Maybe Jared recognized that I was not the same – simply because it was Christopher who had changed me – because his eyes narrowed infinitesimally, as if maybe he was just now asking himself all those questions I’d been silently asking for so many years.
But deep inside me, pieces of that shy girl remained, the one who’d so stupidly fallen hard and fallen fast.
A crush,
my mother had said.
But crushes didn’t last for years. They didn’t tear you up and rip you apart.

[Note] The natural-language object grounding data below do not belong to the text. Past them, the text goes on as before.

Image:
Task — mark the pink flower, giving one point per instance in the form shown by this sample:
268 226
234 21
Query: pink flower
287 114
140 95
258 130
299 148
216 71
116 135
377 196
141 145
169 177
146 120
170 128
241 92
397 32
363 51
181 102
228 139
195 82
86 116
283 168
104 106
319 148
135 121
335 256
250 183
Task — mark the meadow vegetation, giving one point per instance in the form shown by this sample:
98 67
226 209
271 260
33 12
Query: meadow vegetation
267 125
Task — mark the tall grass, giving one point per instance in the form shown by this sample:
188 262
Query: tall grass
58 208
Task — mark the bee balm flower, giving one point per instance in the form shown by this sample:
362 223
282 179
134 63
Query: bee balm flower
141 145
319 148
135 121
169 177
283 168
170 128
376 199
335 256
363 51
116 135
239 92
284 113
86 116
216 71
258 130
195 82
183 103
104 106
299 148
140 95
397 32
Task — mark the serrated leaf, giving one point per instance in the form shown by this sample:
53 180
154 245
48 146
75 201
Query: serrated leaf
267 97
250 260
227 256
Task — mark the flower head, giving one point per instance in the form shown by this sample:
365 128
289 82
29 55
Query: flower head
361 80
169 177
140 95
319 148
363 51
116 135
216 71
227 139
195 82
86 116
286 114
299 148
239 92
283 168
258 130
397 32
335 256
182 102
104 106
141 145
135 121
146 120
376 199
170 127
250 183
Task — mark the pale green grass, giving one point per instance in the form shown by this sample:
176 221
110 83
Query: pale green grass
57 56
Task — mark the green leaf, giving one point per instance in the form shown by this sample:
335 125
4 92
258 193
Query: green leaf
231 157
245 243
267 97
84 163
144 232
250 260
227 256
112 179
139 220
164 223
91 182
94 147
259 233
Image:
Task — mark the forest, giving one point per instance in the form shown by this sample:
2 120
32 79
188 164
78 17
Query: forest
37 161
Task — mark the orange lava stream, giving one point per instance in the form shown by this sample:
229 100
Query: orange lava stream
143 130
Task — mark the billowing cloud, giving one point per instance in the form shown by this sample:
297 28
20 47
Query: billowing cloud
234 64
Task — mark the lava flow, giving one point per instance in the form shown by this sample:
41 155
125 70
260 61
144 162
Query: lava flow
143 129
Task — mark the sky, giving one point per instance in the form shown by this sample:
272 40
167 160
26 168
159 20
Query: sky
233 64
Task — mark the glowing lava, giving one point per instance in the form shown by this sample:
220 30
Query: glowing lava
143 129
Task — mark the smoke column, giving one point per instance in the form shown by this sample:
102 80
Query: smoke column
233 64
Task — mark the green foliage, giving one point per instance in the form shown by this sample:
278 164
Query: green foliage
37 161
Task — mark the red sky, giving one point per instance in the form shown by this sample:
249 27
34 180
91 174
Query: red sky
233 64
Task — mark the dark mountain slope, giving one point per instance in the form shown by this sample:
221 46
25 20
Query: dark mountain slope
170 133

On a heavy exhale, I stood, for a moment needing to remove myself. “Can I use your restroom?”
“It’s right down the hall,” Aly answered.
“Thank you,” I said as I excused myself, hating the bipolar mess I seemed to be, one second getting all cozy in their house and the next again having that overwhelming urge to run.
In the guest bathroom, I freshened up, hoping to clear my head. Studying myself in the mirror, I dug in my pocket for the tube of lip gloss. I smeared the clear, shimmery gel over my red lips, puckered them before they spread out into their natural pout. My blue eyes were sad and soft, as if they were letting me glimpse the state of my heart after spending the evening with these amazing people.
I blew back my bangs and tucked my lip gloss away, unlocked the door, and ventured out.
Stepping into the hall, I froze, and my heart lifted to my throat in the same moment my stomach completely bottomed out. My feet faltered and I reached for the wall with my shaking hand, catching myself before I fell to the ground.
Because being here had done exactly what I’d anticipated it would do, what I’d secretly hoped would happen even if more and more being here had become about spending time with Aly and her family.
It had brought me face-to-face with Christopher.
Only he hadn’t seen me in the shadows of the darkened hall, and he had no clue I was there. I watched him, my fingers digging into the textured wall to keep from falling to my knees.
God, how many times had I imagined this? Seeing him again. What it would feel like, if it’d feel the same or less or more, if I’d burn up with desire or if I’d realize the years had only exaggerated the memories of him, building him up into something he was not.
What I never imagined was he would crush me anew.
As much as I wanted to look away, my gaze was locked on the boy who held every piece of my heart. There was no question of it now. No denying what I felt or the way he affected me.
Only now he was no longer a boy, but a man. From my vantage I watched as he smiled his cocky smile, predatory, both warning and promising his prey of the plunder and pillage he was getting ready to unleash on her. He oozed danger and menace, all of that wrapped up in one big, playful bow. His perfect jaw clenched as a tease fluttered all over his full lips, his green eyes gleaming as they prowled over some girl he’d brought with him. She faced away from me, facing him.